Original poster: "Malcolm Watts by way of Terry Fritz <twftesla-at-uswest-dot-net>" <m.j.watts-at-massey.ac.nz>
Hi Terry,
Without looking at the traces:
On 8 Mar 01, at 21:57, Tesla list wrote:
> Original poster: "Terry Fritz" <twftesla-at-uswest-dot-net>
>
> Hi All,
>
> I was frequency sweeping my small coil's terminal voltage response and
> noticed something... I am loading it with a 220k resistor and the 3pF
> HV (Tek 5100) scope probe.

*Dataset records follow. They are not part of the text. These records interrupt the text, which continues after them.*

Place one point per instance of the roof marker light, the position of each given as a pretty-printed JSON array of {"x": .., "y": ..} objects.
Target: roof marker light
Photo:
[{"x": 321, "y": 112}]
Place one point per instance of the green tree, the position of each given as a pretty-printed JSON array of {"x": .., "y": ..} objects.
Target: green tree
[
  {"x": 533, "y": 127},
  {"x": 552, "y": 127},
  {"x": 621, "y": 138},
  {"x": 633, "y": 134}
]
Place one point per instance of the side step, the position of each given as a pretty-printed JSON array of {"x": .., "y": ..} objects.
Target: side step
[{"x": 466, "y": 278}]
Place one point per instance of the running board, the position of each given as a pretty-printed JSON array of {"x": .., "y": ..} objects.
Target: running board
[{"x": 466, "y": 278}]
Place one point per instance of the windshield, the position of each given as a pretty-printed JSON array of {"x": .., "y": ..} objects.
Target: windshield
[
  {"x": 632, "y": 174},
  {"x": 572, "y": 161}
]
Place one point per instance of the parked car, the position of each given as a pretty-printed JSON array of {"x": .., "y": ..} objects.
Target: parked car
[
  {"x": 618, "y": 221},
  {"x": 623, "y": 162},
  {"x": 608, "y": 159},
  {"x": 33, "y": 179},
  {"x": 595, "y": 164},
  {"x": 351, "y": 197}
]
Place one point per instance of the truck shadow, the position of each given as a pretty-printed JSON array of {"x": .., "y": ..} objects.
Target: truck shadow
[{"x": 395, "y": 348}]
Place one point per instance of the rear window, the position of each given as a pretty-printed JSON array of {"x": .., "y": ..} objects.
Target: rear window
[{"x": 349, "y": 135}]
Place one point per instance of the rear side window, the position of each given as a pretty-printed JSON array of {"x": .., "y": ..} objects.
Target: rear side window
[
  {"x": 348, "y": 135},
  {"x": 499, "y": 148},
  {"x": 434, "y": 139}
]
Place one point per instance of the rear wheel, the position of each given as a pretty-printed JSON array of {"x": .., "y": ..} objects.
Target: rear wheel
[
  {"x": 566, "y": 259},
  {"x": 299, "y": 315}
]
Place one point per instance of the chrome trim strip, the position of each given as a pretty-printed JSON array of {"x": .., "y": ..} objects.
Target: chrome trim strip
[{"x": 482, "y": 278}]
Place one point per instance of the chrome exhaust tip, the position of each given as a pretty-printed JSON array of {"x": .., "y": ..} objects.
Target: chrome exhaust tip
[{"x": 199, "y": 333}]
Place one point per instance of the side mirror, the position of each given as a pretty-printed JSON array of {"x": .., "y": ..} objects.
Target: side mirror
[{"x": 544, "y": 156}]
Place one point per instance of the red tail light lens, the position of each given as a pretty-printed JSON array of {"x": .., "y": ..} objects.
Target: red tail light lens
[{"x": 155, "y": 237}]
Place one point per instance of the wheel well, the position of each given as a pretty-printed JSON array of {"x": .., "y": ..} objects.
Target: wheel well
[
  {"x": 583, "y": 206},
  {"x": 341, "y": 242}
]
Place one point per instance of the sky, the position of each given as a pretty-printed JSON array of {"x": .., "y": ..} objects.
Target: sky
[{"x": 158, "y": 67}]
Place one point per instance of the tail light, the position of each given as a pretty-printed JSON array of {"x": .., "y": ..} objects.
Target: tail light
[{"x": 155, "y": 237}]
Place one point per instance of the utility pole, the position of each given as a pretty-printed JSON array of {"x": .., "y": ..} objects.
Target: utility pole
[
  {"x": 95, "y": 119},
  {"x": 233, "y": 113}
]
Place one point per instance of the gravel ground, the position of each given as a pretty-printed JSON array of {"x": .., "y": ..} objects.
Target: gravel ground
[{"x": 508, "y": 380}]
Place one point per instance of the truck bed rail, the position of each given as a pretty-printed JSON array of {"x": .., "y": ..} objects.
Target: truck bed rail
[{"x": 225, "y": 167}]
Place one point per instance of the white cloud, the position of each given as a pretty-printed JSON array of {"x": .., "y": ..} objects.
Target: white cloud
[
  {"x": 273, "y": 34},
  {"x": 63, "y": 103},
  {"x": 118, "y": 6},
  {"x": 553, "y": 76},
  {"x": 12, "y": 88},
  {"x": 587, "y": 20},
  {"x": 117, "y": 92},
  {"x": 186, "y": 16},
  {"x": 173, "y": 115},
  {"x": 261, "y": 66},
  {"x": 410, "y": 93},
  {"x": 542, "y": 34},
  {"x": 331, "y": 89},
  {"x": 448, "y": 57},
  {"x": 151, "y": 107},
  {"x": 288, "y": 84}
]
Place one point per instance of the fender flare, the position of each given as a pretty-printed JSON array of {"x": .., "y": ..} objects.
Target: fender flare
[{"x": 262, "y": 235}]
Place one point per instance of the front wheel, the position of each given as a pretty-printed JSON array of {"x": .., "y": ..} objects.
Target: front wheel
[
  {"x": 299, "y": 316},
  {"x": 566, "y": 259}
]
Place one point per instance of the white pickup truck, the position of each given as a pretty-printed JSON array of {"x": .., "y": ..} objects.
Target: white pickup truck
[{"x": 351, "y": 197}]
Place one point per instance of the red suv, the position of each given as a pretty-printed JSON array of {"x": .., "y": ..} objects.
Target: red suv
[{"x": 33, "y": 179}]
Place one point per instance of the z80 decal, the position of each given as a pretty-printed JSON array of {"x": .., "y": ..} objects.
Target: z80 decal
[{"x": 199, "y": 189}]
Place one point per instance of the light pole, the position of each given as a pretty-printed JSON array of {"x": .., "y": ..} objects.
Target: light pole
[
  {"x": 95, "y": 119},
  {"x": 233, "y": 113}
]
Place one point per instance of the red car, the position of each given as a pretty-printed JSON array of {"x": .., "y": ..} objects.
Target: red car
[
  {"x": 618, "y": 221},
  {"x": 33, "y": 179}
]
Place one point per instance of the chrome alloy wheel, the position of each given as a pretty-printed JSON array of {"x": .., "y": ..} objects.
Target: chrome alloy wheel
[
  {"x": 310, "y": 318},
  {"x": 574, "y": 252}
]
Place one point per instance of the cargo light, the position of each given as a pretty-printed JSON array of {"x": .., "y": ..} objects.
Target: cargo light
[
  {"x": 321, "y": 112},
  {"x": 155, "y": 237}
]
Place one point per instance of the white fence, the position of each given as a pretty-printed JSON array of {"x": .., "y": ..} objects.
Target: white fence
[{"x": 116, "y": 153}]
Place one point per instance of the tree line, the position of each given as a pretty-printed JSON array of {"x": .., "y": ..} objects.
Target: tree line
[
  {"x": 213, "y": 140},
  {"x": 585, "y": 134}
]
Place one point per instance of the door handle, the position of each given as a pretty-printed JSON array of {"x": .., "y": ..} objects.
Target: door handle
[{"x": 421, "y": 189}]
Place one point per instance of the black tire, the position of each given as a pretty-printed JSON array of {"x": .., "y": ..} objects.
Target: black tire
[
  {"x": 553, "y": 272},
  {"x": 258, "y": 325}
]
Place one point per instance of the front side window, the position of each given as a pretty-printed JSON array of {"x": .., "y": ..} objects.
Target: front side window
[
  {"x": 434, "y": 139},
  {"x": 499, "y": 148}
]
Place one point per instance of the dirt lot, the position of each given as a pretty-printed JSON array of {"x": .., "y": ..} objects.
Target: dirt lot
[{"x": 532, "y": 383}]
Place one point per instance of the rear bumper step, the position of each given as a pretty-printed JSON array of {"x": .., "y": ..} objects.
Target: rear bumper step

I am driving the primary circuit from the
> wide-band low-Z amplifier.
>
> http://hot-streamer-dot-com/TeslaCoils/Misc/SmallCoilRvF/P3030001.JPG
> http://hot-streamer-dot-com/TeslaCoils/Misc/SmallCoilRvF/P3030021.jpg
>
> The frequency response of the small coil swept from 200kHz to 300kHz
> looks like:
>
> http://hot-streamer-dot-com/temp/Tek00000.gif
>
> Since the system has dual "humps", the "Q" is "weird"...
>
> The center frequency is 229.8kHz and the two 1/SQRT(2) freqencies are
> at 216.5 and 242.5 kHz. Thus the Q would appear to be only 8.84.
> This system is not terribly far from a CW coil setup. This would
> imply that CW coils have fairly low Q too!!
>
> Not the 100+ Q we usually assume for CW coils, but less than 10!?!...
>
> Comments...
By Q, are you referring to the bandwidth of the system as defined by
Fr/(Fh-Fl)? The 100+ Q we normally talk about refers to the secondary
alone. (Aside - those probe impedances would seriously degrade such
measurements - endaside). If you're thinking in terms of a bandpass
filter I'd agree but does your measurement really reflect the
secondary's ability to store energy (or the primary for that matter)?
I suspect some apples are mixed in with some oranges somewhere. Does
the secondary ringdown envelope really decay so quickly? It might
well do when loaded with your probe.